Seegnal started working with the stem cell center at the Yas Clinic, a hospital in the emirate that has 90 beds. The center is using Seegnal to enable doctors to check prescriptions against hundreds of patient-specific data points. In more than 50 cases, the center has run full pharmacological genetic tests on a patient, meaning that Seegnal can check drug interactions based on a patient’s unique DNA, and make suggestions for changes as needed, Schneid explained. He is excited about the possibilities for this level of precision medicine.

“In ADSCC, we’re checking that the medicine you’re taking is right for your DNA… whereas without this DNA info, doctors are guessing that a certain medicine is the right therapy,” he said.

“This program helps people to see the drug interaction, reduce cost, reduce toxicity and reduce side effects,” said Al Kaabi, a hematologist whose personal area of expertise is blood cancers that are resistant to treatment. “Now we are using it on a wider scale of population, so it grew from a very small kind of project to a project that is actually helping people to have a better outcome.”

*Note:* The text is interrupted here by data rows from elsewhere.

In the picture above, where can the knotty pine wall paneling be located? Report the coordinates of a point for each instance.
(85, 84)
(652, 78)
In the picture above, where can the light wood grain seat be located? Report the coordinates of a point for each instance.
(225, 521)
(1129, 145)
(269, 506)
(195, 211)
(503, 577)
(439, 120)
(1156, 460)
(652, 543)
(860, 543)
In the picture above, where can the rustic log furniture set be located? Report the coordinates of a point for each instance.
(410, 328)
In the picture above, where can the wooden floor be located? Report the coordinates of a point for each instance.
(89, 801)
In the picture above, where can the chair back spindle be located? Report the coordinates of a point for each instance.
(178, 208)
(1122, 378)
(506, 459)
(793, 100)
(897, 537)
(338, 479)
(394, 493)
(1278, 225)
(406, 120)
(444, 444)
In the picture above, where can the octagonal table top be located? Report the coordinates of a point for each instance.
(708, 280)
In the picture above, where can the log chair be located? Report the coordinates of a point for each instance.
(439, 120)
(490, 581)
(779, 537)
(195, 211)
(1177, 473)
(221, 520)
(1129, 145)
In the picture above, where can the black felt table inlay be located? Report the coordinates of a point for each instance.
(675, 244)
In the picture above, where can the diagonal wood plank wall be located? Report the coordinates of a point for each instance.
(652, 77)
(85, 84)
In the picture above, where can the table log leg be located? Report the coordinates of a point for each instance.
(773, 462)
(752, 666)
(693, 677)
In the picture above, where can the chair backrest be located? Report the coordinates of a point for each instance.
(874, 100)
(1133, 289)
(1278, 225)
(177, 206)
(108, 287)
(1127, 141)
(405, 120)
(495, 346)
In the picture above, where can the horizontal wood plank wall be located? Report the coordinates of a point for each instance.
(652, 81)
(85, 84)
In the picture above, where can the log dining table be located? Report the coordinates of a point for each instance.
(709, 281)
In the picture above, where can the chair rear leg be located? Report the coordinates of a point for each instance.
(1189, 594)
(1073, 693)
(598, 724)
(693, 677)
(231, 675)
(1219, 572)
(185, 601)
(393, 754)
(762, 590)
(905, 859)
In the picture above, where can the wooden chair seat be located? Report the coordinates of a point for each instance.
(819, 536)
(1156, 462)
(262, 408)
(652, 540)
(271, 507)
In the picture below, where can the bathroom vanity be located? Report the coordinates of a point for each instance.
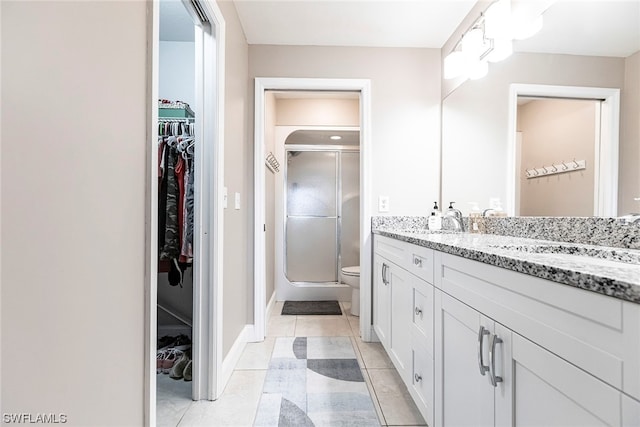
(488, 329)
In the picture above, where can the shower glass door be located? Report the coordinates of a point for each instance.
(312, 216)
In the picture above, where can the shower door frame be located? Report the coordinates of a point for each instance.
(315, 148)
(363, 87)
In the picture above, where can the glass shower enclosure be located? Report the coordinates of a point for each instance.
(322, 213)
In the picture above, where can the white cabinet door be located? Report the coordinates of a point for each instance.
(401, 321)
(464, 396)
(381, 299)
(543, 389)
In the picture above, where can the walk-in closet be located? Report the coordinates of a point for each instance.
(176, 182)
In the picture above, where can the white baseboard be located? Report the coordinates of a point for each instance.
(229, 363)
(270, 305)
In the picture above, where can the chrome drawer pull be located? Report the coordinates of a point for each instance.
(492, 360)
(481, 333)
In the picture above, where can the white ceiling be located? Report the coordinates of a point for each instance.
(175, 23)
(588, 27)
(579, 27)
(382, 23)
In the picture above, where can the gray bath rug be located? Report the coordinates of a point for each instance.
(311, 308)
(315, 382)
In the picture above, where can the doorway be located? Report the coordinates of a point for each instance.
(557, 146)
(183, 282)
(605, 163)
(363, 88)
(317, 218)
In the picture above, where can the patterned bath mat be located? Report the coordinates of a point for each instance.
(311, 308)
(314, 382)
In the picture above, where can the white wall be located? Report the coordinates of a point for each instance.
(238, 177)
(554, 131)
(177, 71)
(74, 149)
(405, 111)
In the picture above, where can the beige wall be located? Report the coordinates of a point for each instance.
(74, 149)
(238, 177)
(555, 131)
(630, 138)
(405, 111)
(318, 112)
(475, 119)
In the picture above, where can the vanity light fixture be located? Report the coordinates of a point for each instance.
(490, 37)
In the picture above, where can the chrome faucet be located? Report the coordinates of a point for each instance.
(632, 218)
(452, 216)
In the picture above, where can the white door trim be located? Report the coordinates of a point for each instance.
(207, 315)
(310, 84)
(606, 158)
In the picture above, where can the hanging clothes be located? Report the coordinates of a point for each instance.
(175, 196)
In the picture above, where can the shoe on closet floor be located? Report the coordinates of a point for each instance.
(172, 357)
(186, 374)
(160, 356)
(177, 371)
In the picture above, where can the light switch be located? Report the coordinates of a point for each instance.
(383, 203)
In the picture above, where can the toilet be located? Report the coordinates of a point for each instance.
(351, 277)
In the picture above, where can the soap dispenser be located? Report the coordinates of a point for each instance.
(497, 211)
(435, 219)
(476, 223)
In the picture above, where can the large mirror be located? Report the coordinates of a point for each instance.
(593, 46)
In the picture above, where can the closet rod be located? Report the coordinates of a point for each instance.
(177, 316)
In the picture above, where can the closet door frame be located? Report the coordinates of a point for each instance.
(208, 215)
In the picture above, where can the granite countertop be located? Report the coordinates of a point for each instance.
(611, 271)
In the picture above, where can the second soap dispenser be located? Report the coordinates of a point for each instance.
(435, 219)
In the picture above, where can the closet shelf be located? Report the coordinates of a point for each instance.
(176, 113)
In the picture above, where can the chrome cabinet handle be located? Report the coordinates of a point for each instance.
(384, 273)
(481, 333)
(492, 360)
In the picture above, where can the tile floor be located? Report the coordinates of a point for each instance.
(238, 404)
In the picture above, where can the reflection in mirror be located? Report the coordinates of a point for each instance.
(554, 135)
(478, 158)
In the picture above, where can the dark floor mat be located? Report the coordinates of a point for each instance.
(311, 307)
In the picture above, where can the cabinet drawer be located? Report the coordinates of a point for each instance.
(423, 314)
(391, 249)
(415, 259)
(419, 261)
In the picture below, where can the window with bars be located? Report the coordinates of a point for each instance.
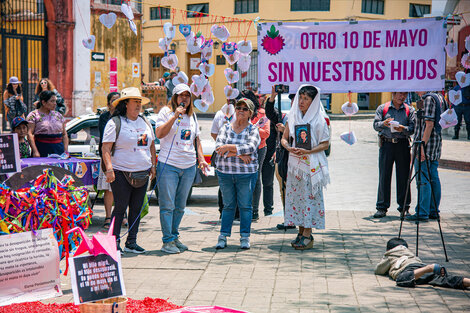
(246, 6)
(310, 5)
(419, 10)
(197, 10)
(159, 13)
(373, 6)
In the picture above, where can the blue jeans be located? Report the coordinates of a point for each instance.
(425, 199)
(237, 189)
(173, 190)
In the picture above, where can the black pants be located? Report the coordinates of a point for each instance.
(407, 278)
(389, 153)
(126, 196)
(267, 178)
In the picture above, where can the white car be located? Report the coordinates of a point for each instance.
(285, 108)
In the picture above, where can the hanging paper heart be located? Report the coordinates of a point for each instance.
(164, 43)
(462, 79)
(220, 32)
(244, 63)
(133, 27)
(181, 78)
(455, 97)
(233, 58)
(169, 30)
(348, 137)
(452, 49)
(207, 47)
(108, 20)
(207, 69)
(127, 10)
(89, 42)
(201, 105)
(185, 29)
(466, 61)
(349, 108)
(231, 75)
(245, 47)
(170, 61)
(231, 93)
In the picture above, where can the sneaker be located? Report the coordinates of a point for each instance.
(170, 247)
(182, 247)
(380, 213)
(222, 242)
(245, 242)
(133, 248)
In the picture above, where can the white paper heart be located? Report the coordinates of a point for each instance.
(220, 32)
(89, 42)
(245, 47)
(349, 108)
(233, 58)
(462, 79)
(348, 137)
(170, 61)
(244, 63)
(455, 97)
(108, 20)
(201, 105)
(452, 49)
(169, 30)
(133, 27)
(231, 75)
(164, 44)
(207, 69)
(127, 10)
(231, 93)
(181, 78)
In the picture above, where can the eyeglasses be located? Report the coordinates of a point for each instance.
(242, 109)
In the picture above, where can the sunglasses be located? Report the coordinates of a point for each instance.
(242, 109)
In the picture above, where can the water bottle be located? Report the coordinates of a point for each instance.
(93, 145)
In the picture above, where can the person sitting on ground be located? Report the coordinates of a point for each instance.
(408, 270)
(20, 126)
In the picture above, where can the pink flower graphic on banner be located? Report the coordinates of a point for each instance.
(273, 43)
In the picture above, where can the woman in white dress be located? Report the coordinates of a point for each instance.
(307, 166)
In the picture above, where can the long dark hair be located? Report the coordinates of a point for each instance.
(11, 91)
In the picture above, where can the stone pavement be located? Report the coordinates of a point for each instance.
(336, 276)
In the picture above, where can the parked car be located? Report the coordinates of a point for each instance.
(285, 108)
(82, 128)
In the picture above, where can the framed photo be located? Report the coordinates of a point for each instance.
(303, 137)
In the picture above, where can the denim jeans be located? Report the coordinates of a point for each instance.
(425, 200)
(173, 190)
(237, 189)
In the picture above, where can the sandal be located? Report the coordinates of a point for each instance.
(107, 223)
(301, 245)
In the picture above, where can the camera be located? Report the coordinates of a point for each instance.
(281, 88)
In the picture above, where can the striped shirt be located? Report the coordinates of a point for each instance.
(434, 145)
(247, 142)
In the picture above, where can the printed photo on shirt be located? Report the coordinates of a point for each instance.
(185, 134)
(143, 140)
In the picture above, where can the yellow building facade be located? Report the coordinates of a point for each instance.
(266, 10)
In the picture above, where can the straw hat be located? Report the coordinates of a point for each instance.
(131, 93)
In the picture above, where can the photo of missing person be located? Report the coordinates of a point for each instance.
(302, 137)
(185, 134)
(143, 140)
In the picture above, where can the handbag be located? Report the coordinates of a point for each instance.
(137, 179)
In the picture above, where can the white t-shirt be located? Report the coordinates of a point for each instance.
(132, 148)
(183, 153)
(219, 120)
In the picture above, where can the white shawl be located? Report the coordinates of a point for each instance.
(312, 166)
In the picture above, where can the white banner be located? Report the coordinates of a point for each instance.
(362, 56)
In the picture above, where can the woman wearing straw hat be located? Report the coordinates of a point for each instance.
(129, 157)
(178, 131)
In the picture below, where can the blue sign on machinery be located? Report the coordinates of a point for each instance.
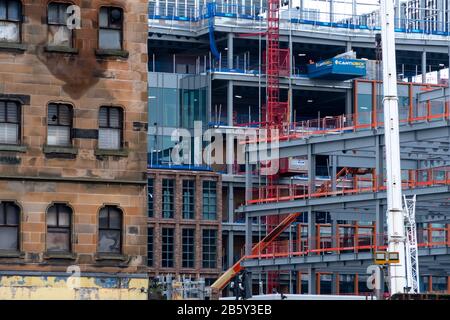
(337, 69)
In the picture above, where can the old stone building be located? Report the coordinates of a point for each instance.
(73, 120)
(184, 223)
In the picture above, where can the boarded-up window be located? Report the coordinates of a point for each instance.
(58, 32)
(9, 226)
(110, 128)
(59, 122)
(110, 28)
(110, 230)
(9, 122)
(10, 20)
(59, 228)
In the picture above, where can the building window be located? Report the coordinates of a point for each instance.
(168, 199)
(188, 199)
(110, 230)
(59, 237)
(188, 248)
(150, 195)
(209, 200)
(10, 20)
(9, 226)
(110, 128)
(9, 122)
(149, 247)
(209, 248)
(167, 248)
(59, 121)
(110, 28)
(59, 33)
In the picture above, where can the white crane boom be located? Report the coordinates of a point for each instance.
(395, 214)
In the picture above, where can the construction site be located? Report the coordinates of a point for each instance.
(358, 94)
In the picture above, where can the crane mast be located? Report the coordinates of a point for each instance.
(395, 213)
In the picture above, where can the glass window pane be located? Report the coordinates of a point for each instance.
(103, 17)
(51, 217)
(3, 10)
(109, 241)
(115, 218)
(65, 115)
(58, 240)
(64, 218)
(13, 114)
(8, 238)
(114, 118)
(2, 111)
(9, 133)
(103, 117)
(110, 39)
(103, 218)
(109, 138)
(115, 18)
(58, 136)
(12, 215)
(60, 35)
(9, 31)
(13, 10)
(52, 13)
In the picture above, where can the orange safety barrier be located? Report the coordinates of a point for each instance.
(428, 111)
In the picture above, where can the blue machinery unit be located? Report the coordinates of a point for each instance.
(337, 69)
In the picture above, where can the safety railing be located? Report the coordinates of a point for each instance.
(354, 184)
(342, 243)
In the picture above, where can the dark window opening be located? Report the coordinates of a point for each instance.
(150, 195)
(167, 248)
(59, 120)
(209, 245)
(10, 20)
(188, 199)
(150, 247)
(188, 248)
(110, 128)
(9, 226)
(59, 33)
(110, 28)
(168, 198)
(209, 200)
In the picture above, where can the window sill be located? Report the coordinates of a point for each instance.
(110, 256)
(13, 148)
(59, 255)
(60, 150)
(61, 49)
(107, 152)
(112, 53)
(13, 46)
(11, 254)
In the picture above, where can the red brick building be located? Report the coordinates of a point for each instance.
(73, 119)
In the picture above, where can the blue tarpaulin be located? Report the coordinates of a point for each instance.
(337, 69)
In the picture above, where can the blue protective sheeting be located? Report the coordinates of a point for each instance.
(212, 41)
(337, 69)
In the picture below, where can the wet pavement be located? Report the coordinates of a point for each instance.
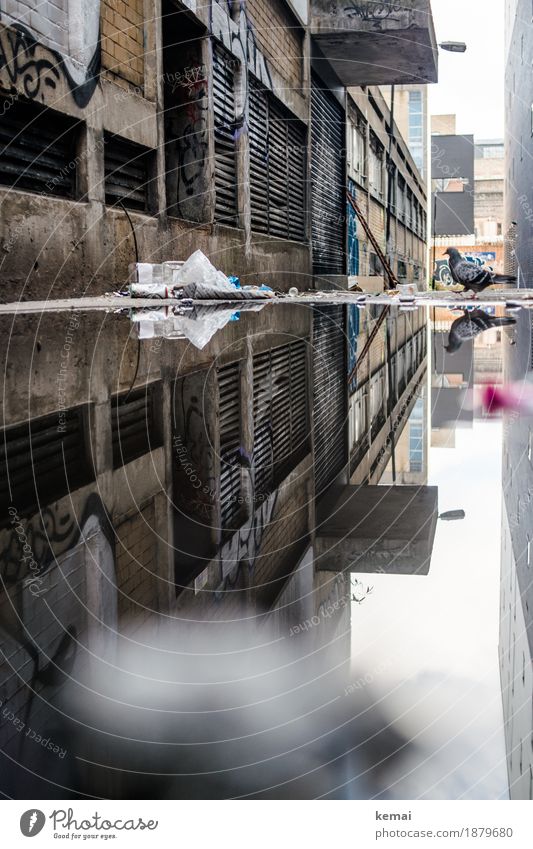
(226, 564)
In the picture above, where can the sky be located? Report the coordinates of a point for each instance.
(433, 641)
(471, 84)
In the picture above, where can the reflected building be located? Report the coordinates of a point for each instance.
(516, 608)
(148, 480)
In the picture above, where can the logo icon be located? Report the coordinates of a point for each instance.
(32, 822)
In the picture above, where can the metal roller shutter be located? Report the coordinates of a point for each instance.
(230, 443)
(280, 413)
(329, 395)
(258, 118)
(126, 172)
(278, 160)
(225, 152)
(37, 148)
(327, 180)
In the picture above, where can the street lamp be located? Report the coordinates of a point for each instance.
(450, 47)
(453, 46)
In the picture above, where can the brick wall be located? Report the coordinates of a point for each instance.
(123, 40)
(278, 37)
(136, 565)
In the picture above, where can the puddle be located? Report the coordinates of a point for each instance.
(223, 568)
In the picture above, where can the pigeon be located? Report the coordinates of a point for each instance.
(470, 325)
(474, 277)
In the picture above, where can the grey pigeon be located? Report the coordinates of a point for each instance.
(474, 277)
(470, 325)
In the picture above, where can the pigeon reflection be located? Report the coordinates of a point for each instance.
(472, 324)
(475, 278)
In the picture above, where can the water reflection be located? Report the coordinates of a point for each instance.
(184, 499)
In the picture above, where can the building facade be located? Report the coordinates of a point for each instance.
(516, 596)
(218, 126)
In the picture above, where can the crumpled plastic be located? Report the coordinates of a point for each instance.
(198, 269)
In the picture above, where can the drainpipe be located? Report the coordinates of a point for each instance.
(390, 173)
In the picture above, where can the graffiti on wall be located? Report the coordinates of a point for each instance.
(238, 38)
(31, 546)
(245, 545)
(38, 67)
(374, 12)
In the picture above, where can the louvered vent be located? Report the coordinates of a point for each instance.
(327, 177)
(230, 443)
(37, 148)
(280, 413)
(135, 424)
(329, 395)
(277, 167)
(225, 151)
(42, 460)
(127, 172)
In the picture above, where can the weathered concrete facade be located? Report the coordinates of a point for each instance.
(196, 117)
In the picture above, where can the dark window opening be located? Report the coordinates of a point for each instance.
(129, 176)
(280, 414)
(38, 148)
(230, 418)
(42, 460)
(135, 424)
(278, 159)
(224, 65)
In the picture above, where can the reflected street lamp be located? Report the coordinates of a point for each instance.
(453, 516)
(453, 46)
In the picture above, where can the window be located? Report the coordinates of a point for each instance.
(416, 129)
(280, 413)
(400, 208)
(278, 157)
(38, 148)
(135, 424)
(128, 173)
(225, 150)
(375, 268)
(375, 166)
(358, 147)
(230, 418)
(42, 460)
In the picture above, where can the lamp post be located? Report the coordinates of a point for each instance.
(449, 47)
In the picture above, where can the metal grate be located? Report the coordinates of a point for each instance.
(135, 424)
(327, 179)
(277, 168)
(329, 400)
(280, 413)
(42, 460)
(37, 148)
(225, 150)
(230, 443)
(127, 172)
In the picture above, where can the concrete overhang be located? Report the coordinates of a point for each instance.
(373, 43)
(377, 529)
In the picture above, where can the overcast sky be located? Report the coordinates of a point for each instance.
(432, 642)
(472, 84)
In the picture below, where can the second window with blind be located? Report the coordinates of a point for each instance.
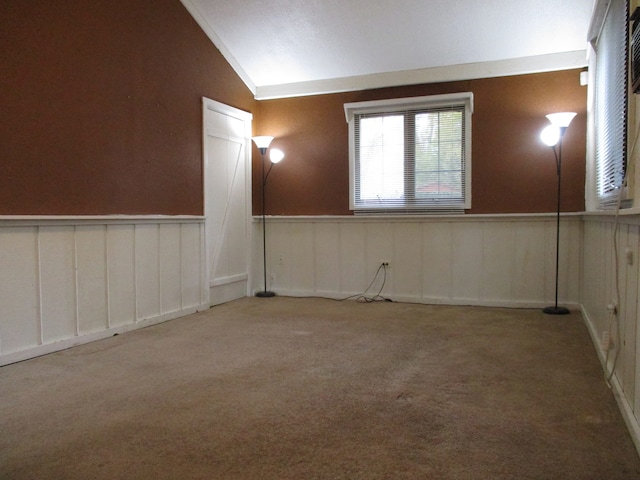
(410, 155)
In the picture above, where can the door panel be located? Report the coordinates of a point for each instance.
(227, 200)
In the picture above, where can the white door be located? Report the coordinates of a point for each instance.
(227, 185)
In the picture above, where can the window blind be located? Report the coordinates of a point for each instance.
(611, 103)
(412, 159)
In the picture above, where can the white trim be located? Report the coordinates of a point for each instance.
(219, 44)
(450, 73)
(457, 100)
(395, 104)
(477, 217)
(36, 220)
(228, 280)
(626, 410)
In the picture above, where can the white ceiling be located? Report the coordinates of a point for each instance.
(296, 47)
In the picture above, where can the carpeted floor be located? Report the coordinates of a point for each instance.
(287, 388)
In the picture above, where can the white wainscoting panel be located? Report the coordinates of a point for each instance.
(610, 277)
(502, 260)
(20, 324)
(70, 280)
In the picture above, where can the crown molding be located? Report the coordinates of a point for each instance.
(469, 71)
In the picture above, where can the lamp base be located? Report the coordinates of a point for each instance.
(555, 310)
(265, 294)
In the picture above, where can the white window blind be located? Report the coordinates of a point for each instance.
(410, 155)
(611, 103)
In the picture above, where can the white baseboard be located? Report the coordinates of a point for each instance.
(623, 404)
(423, 300)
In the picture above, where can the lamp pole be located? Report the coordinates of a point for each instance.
(262, 142)
(553, 135)
(265, 292)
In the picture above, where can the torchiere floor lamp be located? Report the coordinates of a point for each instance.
(552, 136)
(263, 142)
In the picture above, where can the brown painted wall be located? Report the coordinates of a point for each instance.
(101, 106)
(512, 171)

The Abraham Accords were signed in September 2020 at the height of the COVID-19 pandemic, so health was an immediate and pressing field for cooperation, with multiple memorandums of understanding between Israel and the UAE agreed upon soon afterwards. One of the first collaborations was between Abu Dhabi’s G42 Healthcare and Israel’s NanoScent to develop, distribute and manufacture a test that detects COVID-19 from exhaled air.

Major hospitals in Israel, including Sheba Medical Center and the Galilee Medical Center, are cooperating with medical centers in the UAE to share information, research and best practices. Sheba hospital is also working directly with the King Hamad American Mission Hospital in Bahrain, especially in telemedicine. Clalit, the largest of Israel’s four health HMOs, is partnering with Abu Dhabi’s Ministry of Health to share information about digital health services and research for medical trials.  

Janahi, of the Dubai Science Center, said the most important thing now is to get universities, hospitals and industry to cooperate, to ensure that initiatives are harnessing both the cutting-edge research with the economic infrastructure to ensure they are financially sustainable.

One of the immediate areas for increased cooperation, Janahi said, is in medical tourism. Although the UAE is a popular destination for treatment, especially in dermatology, dental and orthopedics, about 10,000 residents of the UAE go elsewhere for medical procedures every year. Janahi said that currently most people go to the U.S., Europe and South Korea for complicated medical treatments that may not be available locally, but he hopes to see Israel become a major medical tourism destination for UAE residents.

“This, in my opinion, is a low-hanging fruit,” he said. “Not only because Israel is closer but also because the Israeli doctors can then work with the UAE doctors and share knowledge.”

Both Jahani and Al Kaabi said they hope to see cooperation in specific fields that can have the maximum impact to help UAE residents suffering from medical issues, including multiple sclerosis, diabetes, cardiovascular disease and kidney disease.

Although this was the first BioMed conference with representatives from the UAE and Morocco, all sides expected the number to increase in future years as more companies and institutions create cross-border initiatives. At the end of the day, regardless of political agreements and collaboration challenges, Al Kaabi said the essence of medicine boils down to doing no harm, to looking on all human beings as equal and equally worthy of healing.

“I am not a politician, I’m a medical doctor, and seeing how to collaborate with a vision of adding value to humanity is the key,” she said. “I’m glad that we lived long enough to see that we can collaborate on a different level when it comes to humans.”